With Sentinel, we have already developed a market-leading facial recognition system that is used by investigative authorities. With Heliospan, we now want to provide a solution that revolutionizes the handling of large amounts of unstructured data. We are particularly proud that 100% of Heliospan’s research and development takes place in Winterthur. We attach particular importance to the fact that our solutions are developed from scratch and without any dependencies on third-party products. Therefore we can also guarantee full compliance with GDPR and other data protection regulations.
For whom is Heliospan useful?
Heliospan can maximize its benefits wherever large unstructured data volumes are present. This is now the case in almost all industries (Financial, Media, Government and many more). Areas in which Heliospan has already proven itself successfully are:
- online media publisher uses Heliospan for a better customer experience and automating the tagging and clustering of content like www.inside-it.ch
- collection of several thousands of health related articles were made searchable semantically and with the help of Heliospan.
Contact Tobias if you want to have a chat about Heliospan.
Do you know that? Semantic search – topic modelling – word association mining? If not please keep on reading.
Semantic Search Engine
The core and most important module of Heliospan is the state-of-the-art semantic search and explore engine. It enables users to browse and link words, paragraphs and documents based on their meaning and not just by doing classical string comparison or N-gram vector space model. Heliospan uses deep learning to build vector representations of not only the words, but also on paragraphs and whole documents. In the scientific literature this technique is known as Word2Vec and Word2Doc. By training the documents vectors at the same time as the word embeddings, allows Heliospan to connect meaning from a single word, to paragraphs to documents.

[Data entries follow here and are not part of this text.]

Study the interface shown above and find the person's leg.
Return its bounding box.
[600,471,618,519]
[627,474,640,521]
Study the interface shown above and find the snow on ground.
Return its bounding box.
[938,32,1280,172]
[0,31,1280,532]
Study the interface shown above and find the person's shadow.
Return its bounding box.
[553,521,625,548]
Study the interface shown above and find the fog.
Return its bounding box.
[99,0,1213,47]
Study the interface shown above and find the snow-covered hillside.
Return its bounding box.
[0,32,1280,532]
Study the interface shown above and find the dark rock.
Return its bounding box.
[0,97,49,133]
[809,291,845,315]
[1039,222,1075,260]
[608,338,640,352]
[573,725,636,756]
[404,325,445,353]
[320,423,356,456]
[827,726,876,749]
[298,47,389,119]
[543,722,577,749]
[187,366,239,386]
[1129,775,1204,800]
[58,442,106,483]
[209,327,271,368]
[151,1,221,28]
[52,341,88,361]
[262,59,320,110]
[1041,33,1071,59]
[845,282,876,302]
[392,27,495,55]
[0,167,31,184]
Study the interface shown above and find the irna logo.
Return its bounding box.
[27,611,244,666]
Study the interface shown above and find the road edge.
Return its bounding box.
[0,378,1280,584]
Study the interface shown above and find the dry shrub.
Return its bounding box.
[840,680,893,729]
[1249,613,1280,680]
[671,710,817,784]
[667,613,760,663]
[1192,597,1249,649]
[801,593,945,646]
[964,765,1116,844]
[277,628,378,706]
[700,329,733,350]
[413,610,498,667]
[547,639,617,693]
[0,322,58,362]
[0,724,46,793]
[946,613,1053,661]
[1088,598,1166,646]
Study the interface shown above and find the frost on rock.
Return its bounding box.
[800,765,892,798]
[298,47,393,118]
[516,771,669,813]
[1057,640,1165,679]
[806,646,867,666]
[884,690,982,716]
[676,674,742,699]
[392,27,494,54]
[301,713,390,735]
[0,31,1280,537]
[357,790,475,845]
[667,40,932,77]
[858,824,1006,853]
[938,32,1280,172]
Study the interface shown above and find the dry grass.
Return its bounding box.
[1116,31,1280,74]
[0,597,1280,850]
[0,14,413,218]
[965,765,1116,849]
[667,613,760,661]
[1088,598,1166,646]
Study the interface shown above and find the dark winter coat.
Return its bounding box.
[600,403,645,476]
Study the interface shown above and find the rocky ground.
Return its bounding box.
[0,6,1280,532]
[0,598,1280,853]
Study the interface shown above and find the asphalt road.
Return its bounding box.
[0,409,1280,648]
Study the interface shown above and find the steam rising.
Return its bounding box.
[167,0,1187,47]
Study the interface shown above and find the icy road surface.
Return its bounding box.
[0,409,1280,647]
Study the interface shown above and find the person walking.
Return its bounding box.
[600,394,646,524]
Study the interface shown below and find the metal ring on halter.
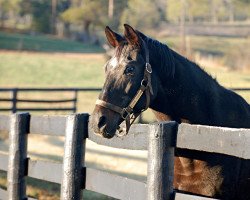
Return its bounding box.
[141,79,148,87]
[146,63,152,74]
[121,108,130,119]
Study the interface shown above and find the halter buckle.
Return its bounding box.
[146,63,152,74]
[121,108,130,119]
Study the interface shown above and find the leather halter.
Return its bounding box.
[96,40,153,136]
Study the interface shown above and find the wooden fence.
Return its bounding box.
[0,113,250,200]
[0,88,250,113]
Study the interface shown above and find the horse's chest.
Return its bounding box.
[174,157,223,196]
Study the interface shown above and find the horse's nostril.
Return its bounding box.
[98,116,106,128]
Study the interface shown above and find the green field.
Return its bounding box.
[0,32,103,53]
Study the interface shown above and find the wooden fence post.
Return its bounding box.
[7,113,30,200]
[12,88,18,113]
[73,89,78,113]
[61,114,89,200]
[147,122,177,200]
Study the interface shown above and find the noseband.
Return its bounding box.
[96,40,153,136]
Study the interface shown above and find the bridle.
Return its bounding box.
[96,40,153,136]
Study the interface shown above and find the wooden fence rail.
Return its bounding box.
[0,87,250,114]
[0,113,250,200]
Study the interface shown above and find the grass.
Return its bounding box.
[0,32,103,53]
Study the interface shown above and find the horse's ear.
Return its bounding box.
[105,26,123,47]
[124,24,140,46]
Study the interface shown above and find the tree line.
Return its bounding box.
[0,0,250,41]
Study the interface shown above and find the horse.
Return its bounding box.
[90,24,250,200]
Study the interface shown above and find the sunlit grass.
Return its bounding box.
[0,32,104,53]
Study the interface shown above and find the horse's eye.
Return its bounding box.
[125,66,135,75]
[127,56,133,60]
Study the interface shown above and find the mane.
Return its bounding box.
[138,31,218,84]
[139,32,175,78]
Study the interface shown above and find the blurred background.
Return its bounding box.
[0,0,250,199]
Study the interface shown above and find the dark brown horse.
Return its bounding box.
[90,25,250,200]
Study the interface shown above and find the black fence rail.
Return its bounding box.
[0,87,250,114]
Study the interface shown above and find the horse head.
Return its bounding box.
[90,24,156,138]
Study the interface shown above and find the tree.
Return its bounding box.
[120,0,160,30]
[0,0,21,27]
[61,0,107,41]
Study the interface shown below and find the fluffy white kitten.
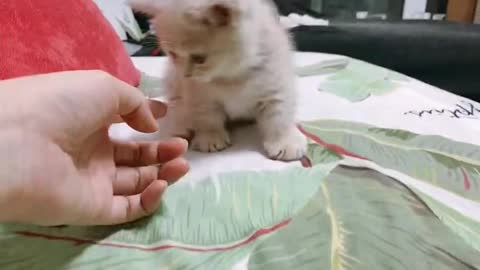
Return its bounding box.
[131,0,306,160]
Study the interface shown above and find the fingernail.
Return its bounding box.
[172,137,188,150]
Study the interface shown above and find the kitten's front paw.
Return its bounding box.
[192,129,231,152]
[263,128,307,161]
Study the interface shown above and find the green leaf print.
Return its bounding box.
[248,167,480,270]
[0,166,336,270]
[302,120,480,202]
[319,59,409,102]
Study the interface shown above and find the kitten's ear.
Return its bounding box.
[185,3,240,27]
[207,4,239,27]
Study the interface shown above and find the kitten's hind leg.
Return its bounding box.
[257,101,307,161]
[192,105,231,152]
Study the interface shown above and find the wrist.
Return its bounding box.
[0,127,24,222]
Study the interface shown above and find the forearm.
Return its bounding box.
[0,80,28,222]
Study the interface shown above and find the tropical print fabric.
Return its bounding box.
[0,54,480,270]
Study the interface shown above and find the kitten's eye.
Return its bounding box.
[167,51,178,60]
[190,54,207,65]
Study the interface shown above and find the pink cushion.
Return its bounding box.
[0,0,140,86]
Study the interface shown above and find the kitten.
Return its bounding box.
[131,0,307,161]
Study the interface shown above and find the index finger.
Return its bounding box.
[109,77,158,132]
[113,100,167,123]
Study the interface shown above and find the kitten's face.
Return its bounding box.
[153,5,238,81]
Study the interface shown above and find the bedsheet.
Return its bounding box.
[0,53,480,270]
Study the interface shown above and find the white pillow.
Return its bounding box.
[93,0,144,41]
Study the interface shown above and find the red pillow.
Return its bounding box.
[0,0,140,86]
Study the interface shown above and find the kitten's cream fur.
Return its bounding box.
[132,0,306,160]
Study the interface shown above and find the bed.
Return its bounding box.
[0,53,480,270]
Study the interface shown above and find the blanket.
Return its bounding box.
[0,53,480,270]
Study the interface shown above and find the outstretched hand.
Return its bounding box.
[0,71,188,225]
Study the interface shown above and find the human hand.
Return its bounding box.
[0,71,188,226]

To have a better way of managing the explosion of electronic documents, it requires new technologies that deal with automatically organising, searching, indexing, and browsing large collections of unstructured text. Heliospan can cluster a large set of unstructured documents into topics and returns for each cluster the most relevant words of that topic. These words can be seen as automatically discovered tags, a summary of the topic in just a few words. The word clouds can be used as an entry point for the user to browse and navigate through a document archive. Another use case is to use topic modelling for having a quick overview of what is trending in the news, twitter, or any other streaming data source.
Word Association Mining
Words with strong syntagmatic relations usually tend to co-occur frequently together while having relatively low individual occurrence. There are many applications where syntagmatic relation mining is important. For example, in retrieval, words that have strong syntagmatic relations with the original query words can be used to expand the search query in order to enhance retrieval results. Another application is opinion summarization; for example, we can extract the top K syntagmatically related words to “iPhone 11” from a corpus of customer reviews in order to summarise the users’ feedback. Knowledge of word association can be helpful in clustering words that are related to each other.

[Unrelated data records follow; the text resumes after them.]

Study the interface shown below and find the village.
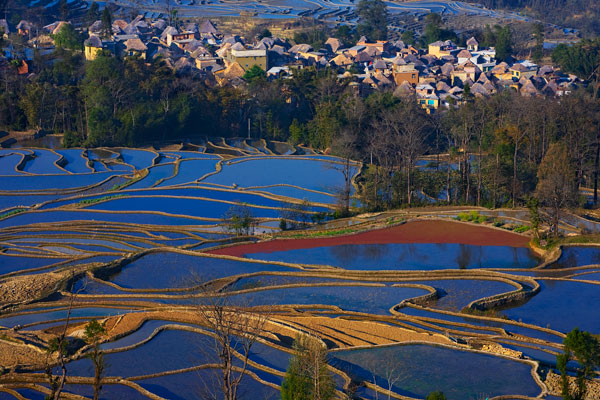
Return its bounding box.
[0,15,586,113]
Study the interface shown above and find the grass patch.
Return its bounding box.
[77,194,125,206]
[0,333,23,344]
[455,211,489,224]
[0,208,27,219]
[460,307,510,319]
[285,228,357,239]
[108,175,143,192]
[513,225,531,233]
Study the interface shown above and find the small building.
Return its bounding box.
[225,48,269,71]
[0,19,10,38]
[467,37,479,52]
[17,20,33,36]
[83,35,104,61]
[428,40,457,58]
[124,38,148,60]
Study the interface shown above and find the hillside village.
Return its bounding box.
[0,15,585,113]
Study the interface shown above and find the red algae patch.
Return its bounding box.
[210,220,529,257]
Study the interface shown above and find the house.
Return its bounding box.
[17,20,33,37]
[356,37,390,54]
[509,62,538,79]
[467,37,479,52]
[225,47,269,71]
[125,38,148,60]
[428,40,457,58]
[83,35,104,61]
[166,28,196,48]
[0,19,10,38]
[392,57,419,86]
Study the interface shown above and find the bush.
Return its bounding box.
[513,225,531,233]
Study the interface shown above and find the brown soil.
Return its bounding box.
[211,220,529,257]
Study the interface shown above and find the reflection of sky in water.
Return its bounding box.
[331,345,541,400]
[502,280,600,333]
[246,243,538,270]
[550,246,600,268]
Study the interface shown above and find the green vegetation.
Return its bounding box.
[77,194,124,205]
[513,225,531,233]
[223,204,257,236]
[83,319,106,400]
[425,391,446,400]
[285,228,358,239]
[0,208,27,219]
[556,328,600,400]
[281,335,335,400]
[456,211,490,224]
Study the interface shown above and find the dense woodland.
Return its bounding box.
[468,0,600,37]
[0,26,600,214]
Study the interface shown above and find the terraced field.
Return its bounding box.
[0,139,600,400]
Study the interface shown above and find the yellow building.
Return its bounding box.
[83,36,104,61]
[429,40,457,58]
[226,49,269,71]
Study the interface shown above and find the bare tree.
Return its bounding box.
[46,272,85,400]
[197,292,269,400]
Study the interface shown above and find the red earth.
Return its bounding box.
[210,220,529,257]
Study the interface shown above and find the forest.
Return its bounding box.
[0,45,600,216]
[468,0,600,37]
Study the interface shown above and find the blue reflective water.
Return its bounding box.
[110,253,295,289]
[331,345,541,400]
[246,243,538,270]
[503,280,600,334]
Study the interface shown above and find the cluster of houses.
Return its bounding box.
[0,16,584,113]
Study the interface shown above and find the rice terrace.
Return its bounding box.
[0,139,600,400]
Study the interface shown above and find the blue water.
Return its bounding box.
[56,149,92,174]
[202,158,352,193]
[548,246,600,268]
[23,149,65,174]
[503,280,600,334]
[119,149,157,169]
[105,253,295,289]
[330,345,541,400]
[0,253,65,275]
[158,158,218,187]
[225,286,427,315]
[246,243,538,270]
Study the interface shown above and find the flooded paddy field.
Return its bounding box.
[0,138,600,399]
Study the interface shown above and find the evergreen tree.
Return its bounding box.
[281,335,335,400]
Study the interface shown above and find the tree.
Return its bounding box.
[425,390,446,400]
[197,287,269,400]
[58,0,69,21]
[258,28,273,40]
[86,1,100,25]
[331,129,358,215]
[83,319,106,400]
[425,13,442,44]
[496,25,512,61]
[242,65,267,83]
[356,0,388,40]
[52,23,82,50]
[281,335,335,400]
[100,6,112,39]
[556,328,600,400]
[400,29,417,46]
[532,22,544,63]
[536,143,577,235]
[223,204,256,236]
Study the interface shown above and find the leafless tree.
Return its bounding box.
[197,289,269,400]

The techniques used to mine word associations can be generally classified into two categories. The first is hypothesis testing, where statistical tests are used to determine if the co-occurrence of two words happened by chance or due to an actual correlation. The second category is information-theoretic and is based on measures such as mutual information. This method is part of Heliospan.
Name Entity Recognition
Name entity recognition (NER) is the ability to identify the names of things, such as people, companies or locations in a text. NER is an important area of research in machine learning and natural language processing (NLP), because it can be used to answer many real-world questions, such as: “Does a tweet contain the name of a person”, “does the tweet also provide his current location”, “which companies were mentioned in a news article” or “were specified products mentioned in complaints or reviews?” NER is integrated in Heliospan and part of active research. Note that at this moment, only the English language is supported.